Slurped side-by-side at the cupping table, one of Paradise's Panamanian brews has bright, acidic notes; a Brazilian variety is nutty, mellow; one from Sumatra is almost vegetal. "How much coffee do you guys drink?" I ask. Miguel laughs. "I don't drink that much, but I taste a lot," he says. "I've been in this business 10 years and I still don't have a tolerance for caffeine." His lanky frame seems to twitch just a little.
Miguel explains that the $300-a-pound price tag on his R. Miguel "Nectar" coffee is tied to its labor-intensive processing. As the coffee cherries are dried, they have to be raked about every 15 minutes for the first 24 to 48 hours. Then workers spend hours hand-sorting each batch before it's air-freighted to Miguel, who roasts it and then re-sorts it himself.

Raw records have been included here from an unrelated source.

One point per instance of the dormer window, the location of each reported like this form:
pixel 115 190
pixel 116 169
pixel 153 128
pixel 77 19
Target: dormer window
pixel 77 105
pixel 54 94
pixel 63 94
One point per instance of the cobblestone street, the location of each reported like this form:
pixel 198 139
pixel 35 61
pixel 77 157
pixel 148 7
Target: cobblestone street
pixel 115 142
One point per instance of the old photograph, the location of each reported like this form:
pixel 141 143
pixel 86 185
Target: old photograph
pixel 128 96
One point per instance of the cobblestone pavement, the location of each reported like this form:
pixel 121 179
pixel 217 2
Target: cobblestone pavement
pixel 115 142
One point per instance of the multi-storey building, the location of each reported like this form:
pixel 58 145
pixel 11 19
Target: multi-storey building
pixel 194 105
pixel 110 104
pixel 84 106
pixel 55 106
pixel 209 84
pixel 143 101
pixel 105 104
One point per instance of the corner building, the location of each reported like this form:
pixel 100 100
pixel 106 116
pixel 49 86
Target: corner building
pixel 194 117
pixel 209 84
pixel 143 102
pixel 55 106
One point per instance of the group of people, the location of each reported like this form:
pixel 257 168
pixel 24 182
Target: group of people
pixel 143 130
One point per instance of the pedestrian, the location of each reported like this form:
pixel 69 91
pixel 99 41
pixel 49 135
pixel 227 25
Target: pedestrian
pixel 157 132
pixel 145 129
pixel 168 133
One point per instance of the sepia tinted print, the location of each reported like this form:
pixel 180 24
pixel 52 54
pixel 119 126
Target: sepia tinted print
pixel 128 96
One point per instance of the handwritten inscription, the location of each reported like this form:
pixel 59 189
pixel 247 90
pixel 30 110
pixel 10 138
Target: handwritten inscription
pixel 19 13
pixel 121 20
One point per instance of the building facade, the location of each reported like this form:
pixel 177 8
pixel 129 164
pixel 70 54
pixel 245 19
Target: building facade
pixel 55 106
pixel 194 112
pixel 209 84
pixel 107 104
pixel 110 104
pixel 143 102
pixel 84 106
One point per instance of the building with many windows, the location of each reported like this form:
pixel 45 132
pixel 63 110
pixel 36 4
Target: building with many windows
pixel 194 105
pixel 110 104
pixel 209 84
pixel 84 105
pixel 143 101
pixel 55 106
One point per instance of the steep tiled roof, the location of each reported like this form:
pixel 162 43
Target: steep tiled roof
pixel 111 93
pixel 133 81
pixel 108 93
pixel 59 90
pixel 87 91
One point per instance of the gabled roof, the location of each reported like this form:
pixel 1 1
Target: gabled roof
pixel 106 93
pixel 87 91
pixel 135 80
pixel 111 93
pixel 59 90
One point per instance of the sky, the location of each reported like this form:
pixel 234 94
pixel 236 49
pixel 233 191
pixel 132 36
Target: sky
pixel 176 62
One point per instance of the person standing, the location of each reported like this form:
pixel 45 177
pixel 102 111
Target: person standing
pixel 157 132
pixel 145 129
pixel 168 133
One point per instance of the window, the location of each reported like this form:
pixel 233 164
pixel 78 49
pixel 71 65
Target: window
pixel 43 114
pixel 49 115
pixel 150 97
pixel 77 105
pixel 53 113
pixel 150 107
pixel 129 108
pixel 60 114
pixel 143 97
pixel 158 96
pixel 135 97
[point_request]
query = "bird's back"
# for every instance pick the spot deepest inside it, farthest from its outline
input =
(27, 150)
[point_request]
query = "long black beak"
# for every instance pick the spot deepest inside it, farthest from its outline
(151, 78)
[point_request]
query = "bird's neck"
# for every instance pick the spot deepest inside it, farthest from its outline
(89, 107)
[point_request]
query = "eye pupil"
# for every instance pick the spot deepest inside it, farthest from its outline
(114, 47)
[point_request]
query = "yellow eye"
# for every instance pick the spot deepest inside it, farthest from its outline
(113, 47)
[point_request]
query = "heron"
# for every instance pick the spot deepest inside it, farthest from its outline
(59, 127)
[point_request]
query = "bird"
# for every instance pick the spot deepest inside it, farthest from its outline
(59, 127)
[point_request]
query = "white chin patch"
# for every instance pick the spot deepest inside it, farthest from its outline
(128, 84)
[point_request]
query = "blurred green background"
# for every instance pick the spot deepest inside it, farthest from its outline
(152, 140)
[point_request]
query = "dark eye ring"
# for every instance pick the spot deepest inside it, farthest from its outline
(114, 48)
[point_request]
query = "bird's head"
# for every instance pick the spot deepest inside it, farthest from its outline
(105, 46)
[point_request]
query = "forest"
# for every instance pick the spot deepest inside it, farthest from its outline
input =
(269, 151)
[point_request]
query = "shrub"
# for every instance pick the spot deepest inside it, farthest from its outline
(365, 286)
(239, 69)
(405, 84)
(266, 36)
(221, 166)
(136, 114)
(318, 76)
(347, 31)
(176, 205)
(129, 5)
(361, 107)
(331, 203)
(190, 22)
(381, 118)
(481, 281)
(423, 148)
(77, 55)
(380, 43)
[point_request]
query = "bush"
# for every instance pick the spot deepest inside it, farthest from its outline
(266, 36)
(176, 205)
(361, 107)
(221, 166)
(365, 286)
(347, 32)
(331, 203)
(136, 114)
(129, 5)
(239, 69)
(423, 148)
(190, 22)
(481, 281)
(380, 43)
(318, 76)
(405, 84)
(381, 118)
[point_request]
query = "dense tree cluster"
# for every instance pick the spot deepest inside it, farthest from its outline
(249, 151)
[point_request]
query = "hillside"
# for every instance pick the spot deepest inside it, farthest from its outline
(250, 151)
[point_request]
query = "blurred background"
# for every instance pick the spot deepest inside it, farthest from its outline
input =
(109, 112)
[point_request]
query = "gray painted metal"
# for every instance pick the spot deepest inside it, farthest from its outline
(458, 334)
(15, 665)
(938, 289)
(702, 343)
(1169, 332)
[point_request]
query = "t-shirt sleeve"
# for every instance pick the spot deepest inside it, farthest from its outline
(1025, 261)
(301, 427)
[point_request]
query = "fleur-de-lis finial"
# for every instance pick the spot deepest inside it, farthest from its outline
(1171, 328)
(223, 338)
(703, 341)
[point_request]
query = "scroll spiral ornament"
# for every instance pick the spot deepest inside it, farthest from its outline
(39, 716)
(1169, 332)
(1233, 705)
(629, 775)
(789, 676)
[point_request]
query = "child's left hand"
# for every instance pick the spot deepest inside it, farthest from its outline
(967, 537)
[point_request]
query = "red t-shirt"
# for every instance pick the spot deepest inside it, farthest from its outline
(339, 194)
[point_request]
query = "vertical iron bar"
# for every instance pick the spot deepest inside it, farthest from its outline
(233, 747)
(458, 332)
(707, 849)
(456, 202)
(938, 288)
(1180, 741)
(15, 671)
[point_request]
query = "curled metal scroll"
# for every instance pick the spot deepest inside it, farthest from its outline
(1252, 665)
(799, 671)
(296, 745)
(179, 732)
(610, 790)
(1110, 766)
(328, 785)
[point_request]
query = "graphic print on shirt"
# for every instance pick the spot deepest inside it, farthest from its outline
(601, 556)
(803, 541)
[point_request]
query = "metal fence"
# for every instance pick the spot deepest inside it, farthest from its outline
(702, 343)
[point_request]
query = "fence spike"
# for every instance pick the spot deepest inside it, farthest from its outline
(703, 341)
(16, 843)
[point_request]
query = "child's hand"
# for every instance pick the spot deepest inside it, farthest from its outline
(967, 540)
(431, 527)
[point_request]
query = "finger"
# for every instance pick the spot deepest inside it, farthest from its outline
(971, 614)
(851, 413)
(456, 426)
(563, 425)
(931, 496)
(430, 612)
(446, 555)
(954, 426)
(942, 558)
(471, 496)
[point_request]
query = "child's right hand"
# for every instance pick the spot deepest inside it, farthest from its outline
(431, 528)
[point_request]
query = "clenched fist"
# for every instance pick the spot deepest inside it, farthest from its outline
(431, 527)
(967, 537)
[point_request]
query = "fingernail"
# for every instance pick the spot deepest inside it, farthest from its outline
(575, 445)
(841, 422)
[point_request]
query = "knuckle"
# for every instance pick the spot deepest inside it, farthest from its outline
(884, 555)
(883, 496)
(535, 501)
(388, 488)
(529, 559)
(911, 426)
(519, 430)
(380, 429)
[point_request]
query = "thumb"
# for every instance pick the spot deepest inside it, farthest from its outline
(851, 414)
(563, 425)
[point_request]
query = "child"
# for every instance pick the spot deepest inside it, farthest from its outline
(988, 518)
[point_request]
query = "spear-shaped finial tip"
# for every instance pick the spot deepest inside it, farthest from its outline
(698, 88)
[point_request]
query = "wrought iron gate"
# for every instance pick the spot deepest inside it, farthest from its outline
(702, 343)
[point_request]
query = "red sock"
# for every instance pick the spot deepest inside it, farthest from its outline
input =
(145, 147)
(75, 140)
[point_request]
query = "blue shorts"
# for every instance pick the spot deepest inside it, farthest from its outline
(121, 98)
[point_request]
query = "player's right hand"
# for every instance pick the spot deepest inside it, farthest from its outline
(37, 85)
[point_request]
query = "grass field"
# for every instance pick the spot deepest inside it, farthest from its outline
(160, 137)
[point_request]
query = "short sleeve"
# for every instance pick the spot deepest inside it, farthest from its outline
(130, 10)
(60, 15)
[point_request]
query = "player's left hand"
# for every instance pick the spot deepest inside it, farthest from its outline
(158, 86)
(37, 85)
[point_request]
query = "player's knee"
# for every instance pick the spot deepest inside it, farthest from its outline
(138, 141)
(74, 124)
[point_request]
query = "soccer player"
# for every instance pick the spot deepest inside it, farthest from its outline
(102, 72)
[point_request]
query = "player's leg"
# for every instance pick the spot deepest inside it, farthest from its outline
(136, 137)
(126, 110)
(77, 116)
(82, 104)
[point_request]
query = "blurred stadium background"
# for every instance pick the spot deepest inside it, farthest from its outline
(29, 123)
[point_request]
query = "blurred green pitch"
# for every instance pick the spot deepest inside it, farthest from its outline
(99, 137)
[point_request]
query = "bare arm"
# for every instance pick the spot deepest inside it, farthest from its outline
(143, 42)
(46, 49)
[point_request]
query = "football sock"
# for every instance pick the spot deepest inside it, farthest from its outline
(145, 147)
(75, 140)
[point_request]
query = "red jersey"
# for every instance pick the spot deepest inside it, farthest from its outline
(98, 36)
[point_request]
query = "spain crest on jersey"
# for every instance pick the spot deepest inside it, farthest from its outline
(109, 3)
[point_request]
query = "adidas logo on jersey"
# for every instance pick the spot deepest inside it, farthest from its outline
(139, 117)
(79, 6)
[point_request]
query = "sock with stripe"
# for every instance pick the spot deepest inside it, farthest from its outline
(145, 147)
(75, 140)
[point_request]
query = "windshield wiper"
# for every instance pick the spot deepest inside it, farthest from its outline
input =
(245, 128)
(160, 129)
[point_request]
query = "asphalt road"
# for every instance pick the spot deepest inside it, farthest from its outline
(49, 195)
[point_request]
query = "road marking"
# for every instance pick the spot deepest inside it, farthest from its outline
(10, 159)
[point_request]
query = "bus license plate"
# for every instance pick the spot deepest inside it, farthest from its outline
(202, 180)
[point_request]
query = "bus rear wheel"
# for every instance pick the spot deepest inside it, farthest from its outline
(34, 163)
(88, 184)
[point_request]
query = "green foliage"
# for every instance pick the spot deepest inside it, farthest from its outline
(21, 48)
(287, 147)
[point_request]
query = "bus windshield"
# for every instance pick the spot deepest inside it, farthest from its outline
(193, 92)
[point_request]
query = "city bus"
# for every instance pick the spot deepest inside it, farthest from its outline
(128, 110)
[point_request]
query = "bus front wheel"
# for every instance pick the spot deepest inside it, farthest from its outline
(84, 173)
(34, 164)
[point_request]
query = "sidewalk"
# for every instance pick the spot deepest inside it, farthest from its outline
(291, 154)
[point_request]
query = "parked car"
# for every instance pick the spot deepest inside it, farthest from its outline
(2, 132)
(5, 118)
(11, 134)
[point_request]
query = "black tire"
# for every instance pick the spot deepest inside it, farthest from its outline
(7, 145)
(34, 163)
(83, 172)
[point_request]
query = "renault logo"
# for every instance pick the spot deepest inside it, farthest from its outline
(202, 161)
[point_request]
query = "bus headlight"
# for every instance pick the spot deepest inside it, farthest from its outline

I slurp a spoonful of the Nectar, and it definitely has a more complex flavor than the others, with citrus notes, smoky tones, and a dozen other flavors. The coffee's most noticeable difference is its smooth finish—as soon as I swallow, there's a pleasantly light, clean aftertaste. But would I pay $6 a serving to drink this at home, versus 35 cents for the others?
Just then, the timer goes off on the roaster, and Miguel dashes over to push a few buttons. The beans spatter into a bin below—tat-tat-tat-tat-tat—like coins from a slot machine.